Lets begin with the cast because the list of A-list voice talent in here is so extensive I could go on for ages listing off everyone. There are strong performances from Jeff Goldblum (Duke), Bill Murray (Boss), Edward Norton (Rex), Bryan Cranston (Chief), Scarlett Johansson (Nutmeg), and Greta Gerwig (Tracy Walker) amongst others and everyone plays their role really well. As an ensemble they’re a very talented bunch and each performance compliments the next to where there isn’t really a clear standout role. And I actually like that about the film, of course some of the dogs get more screen-time and development than others but overall I remembered characters as part of a group as oppose to as individuals. So in terms of the storytelling don’t get me wrong, it is very easy to follow, it’s well written, theres the element of this dog and owner bond that works, but I personally wasn’t extremely invested in what was going on. I don’t think it has to do with Anderson’s style of filmmaking or the stop-motion animation genre specifically as there are a films in both of those realms that I love. It might just be a combination of things from those realms and the way the story is told that I just didn’t really gravitate towards. There is heart in the story and I feel like a lot of people will respond to that especially if they have experienced a strong bond with a dog in their life. As a whole however it didn’t hit for me.
But as I mentioned, from a technical standpoint this movie is exceptional. Everything is done with Wes Anderson’s style in mind and it connects everything from the score to the cinematography and set-design in a fantastic way. This is always the clearest identifier to me that Wes Anderson is a phenomenal director in the way he manages to bring all of these departments together and express his unique style concurrently through all these avenues. Tristan Oliver is the cinematographer here who has worked on a number of stop-motion features including Anderson’s last venture into the format, and his work is exceptional. Oliver applies his experience working on stop-motion projects and brings out that Wes Anderson quirkiness in every shot and scene transition, making the most of the format by executing things that can’t be done in live action. Anderson re-teams once again with Alexandre Desplat who helms the score and it’s a very playful and hard-hitting score that links with the tone of the story really well. It’s such an integral part of each and every scene that it’s almost impossible to ignore.

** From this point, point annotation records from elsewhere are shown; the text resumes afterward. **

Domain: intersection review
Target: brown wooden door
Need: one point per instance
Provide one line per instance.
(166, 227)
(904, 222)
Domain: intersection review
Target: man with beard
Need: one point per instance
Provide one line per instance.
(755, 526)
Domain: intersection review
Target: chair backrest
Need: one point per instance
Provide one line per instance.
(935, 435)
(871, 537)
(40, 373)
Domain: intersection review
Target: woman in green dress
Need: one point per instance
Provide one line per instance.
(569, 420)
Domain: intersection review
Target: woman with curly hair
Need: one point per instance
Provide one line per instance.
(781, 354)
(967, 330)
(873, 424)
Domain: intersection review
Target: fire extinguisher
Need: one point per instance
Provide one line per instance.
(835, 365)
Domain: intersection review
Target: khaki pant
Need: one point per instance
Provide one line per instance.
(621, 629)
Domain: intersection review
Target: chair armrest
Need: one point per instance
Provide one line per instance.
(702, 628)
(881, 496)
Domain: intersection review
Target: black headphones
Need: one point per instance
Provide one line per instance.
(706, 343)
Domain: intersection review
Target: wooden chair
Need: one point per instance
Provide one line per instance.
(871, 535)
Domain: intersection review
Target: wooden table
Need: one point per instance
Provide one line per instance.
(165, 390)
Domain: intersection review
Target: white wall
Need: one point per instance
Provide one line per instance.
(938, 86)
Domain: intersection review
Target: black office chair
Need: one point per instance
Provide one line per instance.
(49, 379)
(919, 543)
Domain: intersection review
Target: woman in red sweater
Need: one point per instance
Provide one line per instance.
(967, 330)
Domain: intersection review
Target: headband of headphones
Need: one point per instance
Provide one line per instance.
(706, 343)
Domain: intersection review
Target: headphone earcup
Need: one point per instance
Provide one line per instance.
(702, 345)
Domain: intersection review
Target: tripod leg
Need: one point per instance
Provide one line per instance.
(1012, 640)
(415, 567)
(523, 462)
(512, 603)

So, in the end Isle of Dogs is a film that as far as the story goes I personally didn’t resonate with it as much, but on the technical side of things it’s very meticulously crafted across a number of departments. Wes Anderson brings everything together and makes it all feel like a unified project with a single consistent tone evoked through the score and cinematography specifically. The stop-motion animation is precise and seamless with a high attention to detail really paying off in the end. Fans of Anderson’s work will no doubt get a lot out of this film including the story which I don’t think is necessarily bad it just didn’t work with me, and I know I’m in the minority there.